The decision prompted an immediate debate about whether the decision was a logical extension of previous rulings or a dramatic change in how the court views the Fourth Amendment.

Dissenters said the opinion dramatically weakened the protections of the “exclusionary rule,” which enforces the Fourth Amendment and is meant to deter the police from breaking the law in order to obtain evidence against suspects. “The most serious impact of the court’s holding will be on innocent persons wrongfully arrested based on erroneous information in a computer data base,” Justice Ruth Bader Ginsburg wrote. She was joined by Justices John Paul Stevens, David Souter and Stephen Breyer.

She said the decision would give law enforcement great leeway in justifying arrests and little incentive to correct problems such as defective computer databases.

There is no dispute that it turned out officers in Coffee County, Ala., did not have cause to arrest Bennie Dean Herring in 2004, but they did not know it at the time.
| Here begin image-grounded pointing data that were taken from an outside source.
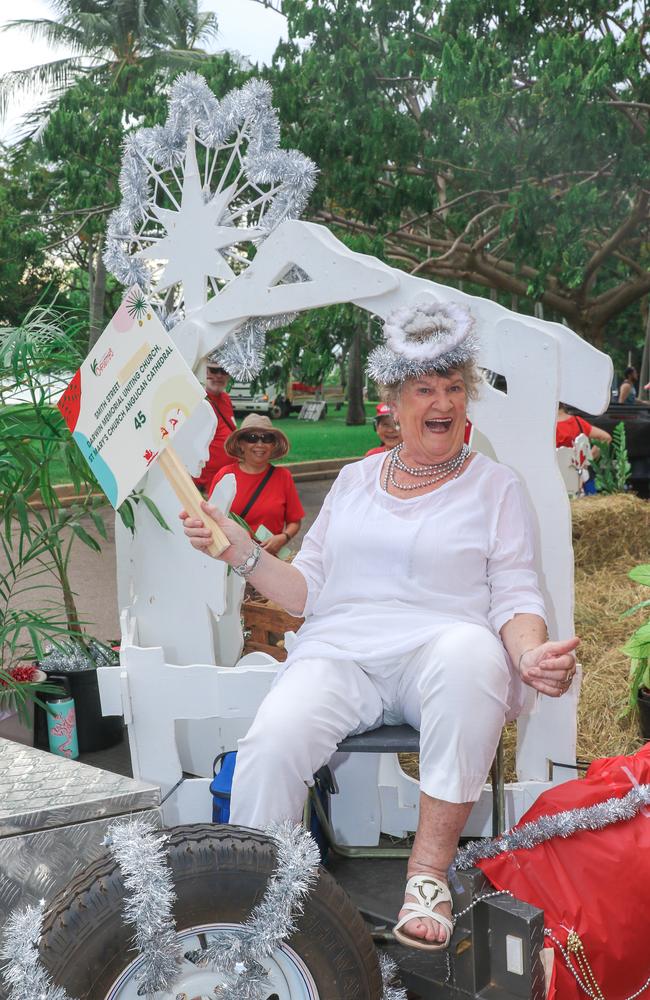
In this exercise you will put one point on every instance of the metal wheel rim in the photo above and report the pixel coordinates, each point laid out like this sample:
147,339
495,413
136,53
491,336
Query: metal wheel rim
290,977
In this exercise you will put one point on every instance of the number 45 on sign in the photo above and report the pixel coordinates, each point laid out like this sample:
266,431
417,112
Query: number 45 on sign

Herring was well-known to law enforcement, and when he showed up to retrieve something from his impounded truck, officers checked to see if there was an outstanding arrest warrant.

A clerk in a neighboring jurisdiction said there was. Officers promptly arrested him and then found methamphetamine in Herring’s pocket and a pistol — which as a felon he could not lawfully possess — in his truck. About 15 minutes later, the clerk called back to say the computer was mistaken and the warrant had been withdrawn months earlier.
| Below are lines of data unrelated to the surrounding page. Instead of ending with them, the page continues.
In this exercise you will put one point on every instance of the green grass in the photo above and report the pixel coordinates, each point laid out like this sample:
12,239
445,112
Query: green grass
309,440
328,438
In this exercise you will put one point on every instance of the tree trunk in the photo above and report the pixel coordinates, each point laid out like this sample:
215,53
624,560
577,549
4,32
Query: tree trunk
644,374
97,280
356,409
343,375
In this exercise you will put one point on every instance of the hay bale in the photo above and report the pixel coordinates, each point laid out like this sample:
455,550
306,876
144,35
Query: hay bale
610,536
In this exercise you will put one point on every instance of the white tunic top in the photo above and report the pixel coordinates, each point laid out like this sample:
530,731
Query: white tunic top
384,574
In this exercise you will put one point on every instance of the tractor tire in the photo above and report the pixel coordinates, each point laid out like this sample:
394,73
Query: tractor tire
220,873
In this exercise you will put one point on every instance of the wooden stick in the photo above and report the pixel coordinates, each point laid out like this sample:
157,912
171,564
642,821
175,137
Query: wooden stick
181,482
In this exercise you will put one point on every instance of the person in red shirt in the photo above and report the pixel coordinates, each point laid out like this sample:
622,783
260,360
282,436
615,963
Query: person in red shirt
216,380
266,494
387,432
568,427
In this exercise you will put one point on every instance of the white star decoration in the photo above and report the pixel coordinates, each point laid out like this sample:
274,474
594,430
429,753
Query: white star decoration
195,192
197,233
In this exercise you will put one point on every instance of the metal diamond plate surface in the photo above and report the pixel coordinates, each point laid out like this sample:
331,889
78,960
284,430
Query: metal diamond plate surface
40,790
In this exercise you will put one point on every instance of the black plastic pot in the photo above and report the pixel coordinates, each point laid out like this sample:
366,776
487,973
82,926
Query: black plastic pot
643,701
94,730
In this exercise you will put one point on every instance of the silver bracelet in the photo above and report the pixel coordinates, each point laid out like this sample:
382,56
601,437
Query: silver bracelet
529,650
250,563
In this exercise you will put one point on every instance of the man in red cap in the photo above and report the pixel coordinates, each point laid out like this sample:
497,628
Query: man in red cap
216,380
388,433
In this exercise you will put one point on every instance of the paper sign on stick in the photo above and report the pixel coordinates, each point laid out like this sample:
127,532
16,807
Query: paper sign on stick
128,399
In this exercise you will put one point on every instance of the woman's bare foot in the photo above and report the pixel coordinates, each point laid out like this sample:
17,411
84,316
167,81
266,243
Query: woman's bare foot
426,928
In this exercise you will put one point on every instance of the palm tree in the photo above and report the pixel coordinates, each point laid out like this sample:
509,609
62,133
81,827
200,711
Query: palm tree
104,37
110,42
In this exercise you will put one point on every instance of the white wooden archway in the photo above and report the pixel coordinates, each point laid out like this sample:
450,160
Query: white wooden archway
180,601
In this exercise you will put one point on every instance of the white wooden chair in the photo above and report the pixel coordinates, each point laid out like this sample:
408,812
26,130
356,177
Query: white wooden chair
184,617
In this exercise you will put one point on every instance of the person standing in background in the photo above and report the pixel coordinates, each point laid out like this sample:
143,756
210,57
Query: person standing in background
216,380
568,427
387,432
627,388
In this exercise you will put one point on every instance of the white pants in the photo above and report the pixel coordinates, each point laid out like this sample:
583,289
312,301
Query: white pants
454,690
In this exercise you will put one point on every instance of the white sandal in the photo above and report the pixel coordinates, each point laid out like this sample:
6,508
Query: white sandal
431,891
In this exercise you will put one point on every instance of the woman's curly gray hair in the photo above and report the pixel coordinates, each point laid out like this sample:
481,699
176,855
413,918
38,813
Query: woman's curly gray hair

Herring argued to lower courts that the evidence should have been suppressed because the rescinded warrant meant his arrest was illegal.

But Roberts wrote that the judicially created exclusionary rule did not provide that such evidence be automatically kept from juries. He said justices decided in 1995 that a similar computer mistake — in that case, attributable to judicial personnel — was a “good-faith” error that did not warrant throwing out an arrest.